The different texts give similar and diverse perspectives and we can interpret all of the commentaries as being a "yes, and". If we do, then we notice that all the five elements are present in the taste of the three spices. Taken together, all the doshas are alleviated. This is a somewhat involved Ayurvedic explanation that might explain why this combination has been used for a long time. These spices are very subtle in their nature. We should freshly roast and grind as they have volatile oils in them which release their flavors in the food being cooked, improving its digestibility through enhanced smell and taste.

The Punjabi Garam Masala

Ingredients: Cumin (jeera), Black pepper (gol mirich), Black Cardamom (badi elaichi), Green Cardamom (choti elaichi), Clove (lavanga) and Cinnamon (dalchini)
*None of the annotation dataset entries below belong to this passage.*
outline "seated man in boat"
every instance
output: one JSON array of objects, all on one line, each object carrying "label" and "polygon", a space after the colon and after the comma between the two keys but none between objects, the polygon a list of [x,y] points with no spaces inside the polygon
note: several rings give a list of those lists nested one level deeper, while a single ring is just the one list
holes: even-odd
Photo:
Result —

In our home, these would be dried in the sun instead of roasted. After drying, they would be ground. Alternatively, they can also be dry roasted and then ground. You will note that the Punjabi version is a superset of the Bengali version and adds on cumin, black cardamom and black pepper etc. Certain garam masalas would include bay leaf, nutmeg, whole red chilli etc. The customizations are endless. There is also a version of garam masala where the spices are not ground and are instead cooked whole in oil/ghee or dropped whole into food being cooked. This version is called 'khade masale'. If it is cooked in oil/ghee, right after the aroma emanates, food is added and cooked in it.

Garam masala is a spice combination that is customized to each household, especially the ones that like grinding their own spices. While this particular combination was used in my household by my mother and grandmother, I learned a different combination as a student of Ayurveda. Garam means "hot" and masala means "spice." This is called hot because it helps to break down heavier foods like meats, beans, etc. which are otherwise harder to digest. This spice mix makes it easier to digest when used in cooking.
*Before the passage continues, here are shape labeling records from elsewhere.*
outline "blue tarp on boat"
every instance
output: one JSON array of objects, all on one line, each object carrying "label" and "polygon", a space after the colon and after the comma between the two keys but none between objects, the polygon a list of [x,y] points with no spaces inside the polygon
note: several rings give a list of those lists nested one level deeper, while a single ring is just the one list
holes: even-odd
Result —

In Winter and Spring, one can go easy and add it to various recipes on a daily basis as needed. The mix helps with generating heat in the food during winter, and as per the Ayurvedic texts, in Spring, it helps counter the kapha (mucus) in our body that has slowly started melting after the transition from Winter. Whereas, in other seasons like summer, this is best skipped because you want more of cooling spices to coincide with the weather.

When we make these mixes by hand, we engage with its healing properties as we know each ingredient at a personal level. We can modulate the spice level as per our liking and taste. This is quite different from buying store-made pre-packaged garam masala mixes. Those can never compete with the freshness of your hand-made garam masala.

I recommend making one batch freshly prepared and compare with a store-bought sample of garam masala so you can draw your own conclusion. In the last twenty years, I haven't bought over the counter pre-packaged masalas. Instead, I look up the recipe and modulate it to my taste. For instance, I omit red chillies because my system can't handle it. Personal customizations are very empowering for a family and gives us an opportunity to go beyond pre-conceived configurations of an entire cuisine.

Once you know your spices, you will be able to make your own version of chaat masala, a tangy spice mix that is famous in Indian street food. The predominant flavoring comes from four ingredients: roasted cumin powder, black salt, black pepper, and mango seed powder. Unlike garam masala which is used to cook foods, chaat masala is usually used on top of uncooked foods like salads and fruits. It is also often used on certain yogurt dishes.

India is known for its spices and every region has its own unique spices based on traditions, weather conditions, and what is locally available. I hope that reading this blog, you might be inspired to remember the flavors from your childhood and recreate for your family hand-made spice mixes that can be passed down.